For all three comparisons, twist was the parameter with the worst intertechnique concordance, as reflected by biases of up to 95% of the mean value and ICCs < 0.1. In contrast, 3D displacement showed the best intertechnique agreement, with biases up to only 10% of the mean value and ICCs varying between 0.21 and 0.59.
These segmental intertechnique concordance data demonstrated that regional measurements showed biases and ICCs that were similar to or worse than those measured globally, but the limits of agreement were systematically two to three times wider, being of the same order of magnitude as the mean value (detailed data per segment are not shown for the sake of space and simplicity).

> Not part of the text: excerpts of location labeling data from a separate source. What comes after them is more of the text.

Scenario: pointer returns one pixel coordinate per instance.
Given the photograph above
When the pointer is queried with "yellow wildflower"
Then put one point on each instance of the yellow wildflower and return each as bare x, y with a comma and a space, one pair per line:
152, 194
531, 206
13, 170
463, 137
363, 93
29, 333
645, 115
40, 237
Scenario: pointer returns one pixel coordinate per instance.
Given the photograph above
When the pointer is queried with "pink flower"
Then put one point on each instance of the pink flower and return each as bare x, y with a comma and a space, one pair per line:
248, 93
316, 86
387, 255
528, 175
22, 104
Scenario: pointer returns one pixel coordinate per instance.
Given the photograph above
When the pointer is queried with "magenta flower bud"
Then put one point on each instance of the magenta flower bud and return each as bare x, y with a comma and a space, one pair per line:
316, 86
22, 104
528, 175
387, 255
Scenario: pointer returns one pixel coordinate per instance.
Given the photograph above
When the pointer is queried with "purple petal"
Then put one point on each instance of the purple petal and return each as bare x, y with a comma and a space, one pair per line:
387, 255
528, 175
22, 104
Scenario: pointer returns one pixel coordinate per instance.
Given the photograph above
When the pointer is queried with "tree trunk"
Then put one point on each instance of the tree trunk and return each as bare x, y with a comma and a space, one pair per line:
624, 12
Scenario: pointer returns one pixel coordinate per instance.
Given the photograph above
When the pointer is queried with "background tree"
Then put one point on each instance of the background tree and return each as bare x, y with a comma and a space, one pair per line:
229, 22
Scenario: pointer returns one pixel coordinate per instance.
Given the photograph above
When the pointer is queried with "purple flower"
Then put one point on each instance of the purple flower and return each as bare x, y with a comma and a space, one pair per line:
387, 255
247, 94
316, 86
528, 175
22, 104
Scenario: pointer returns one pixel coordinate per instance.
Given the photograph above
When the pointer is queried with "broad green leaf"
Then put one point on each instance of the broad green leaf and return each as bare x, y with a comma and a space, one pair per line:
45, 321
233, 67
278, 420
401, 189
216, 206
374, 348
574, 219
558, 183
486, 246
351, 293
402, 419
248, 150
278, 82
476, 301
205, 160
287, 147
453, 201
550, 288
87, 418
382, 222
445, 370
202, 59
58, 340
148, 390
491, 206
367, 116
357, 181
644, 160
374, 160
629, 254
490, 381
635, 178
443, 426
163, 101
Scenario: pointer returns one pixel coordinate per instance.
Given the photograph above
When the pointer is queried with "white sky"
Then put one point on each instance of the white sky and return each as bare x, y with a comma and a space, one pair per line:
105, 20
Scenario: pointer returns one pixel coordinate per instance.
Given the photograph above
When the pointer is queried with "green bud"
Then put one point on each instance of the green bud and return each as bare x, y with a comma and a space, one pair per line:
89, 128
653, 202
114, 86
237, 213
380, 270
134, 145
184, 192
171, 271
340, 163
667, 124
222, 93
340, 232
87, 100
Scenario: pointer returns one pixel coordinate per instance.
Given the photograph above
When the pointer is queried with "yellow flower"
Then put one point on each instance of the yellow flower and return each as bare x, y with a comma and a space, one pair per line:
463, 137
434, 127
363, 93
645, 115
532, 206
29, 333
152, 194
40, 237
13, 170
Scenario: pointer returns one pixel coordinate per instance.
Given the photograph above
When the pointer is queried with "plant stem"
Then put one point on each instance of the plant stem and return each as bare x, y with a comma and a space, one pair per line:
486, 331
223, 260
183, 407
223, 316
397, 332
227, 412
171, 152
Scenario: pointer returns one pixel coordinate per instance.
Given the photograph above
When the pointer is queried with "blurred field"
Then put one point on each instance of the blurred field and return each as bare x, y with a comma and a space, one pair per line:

Results of intrinsic variability analysis measured by ICCs are displayed in Figures 4 to 6 , together with the intertechnique comparisons: Figure 4 shows the two global indices (GLS and twist), Figure 5 the 3D measurements (strain and displacement), and Figure 6 the three strain components. Among the measured parameters, 3D displacement was the most reproducible, with ICCs consistently > 0.65. In contrast, twist was the least reproducible parameter, with most ICCs < 0.50.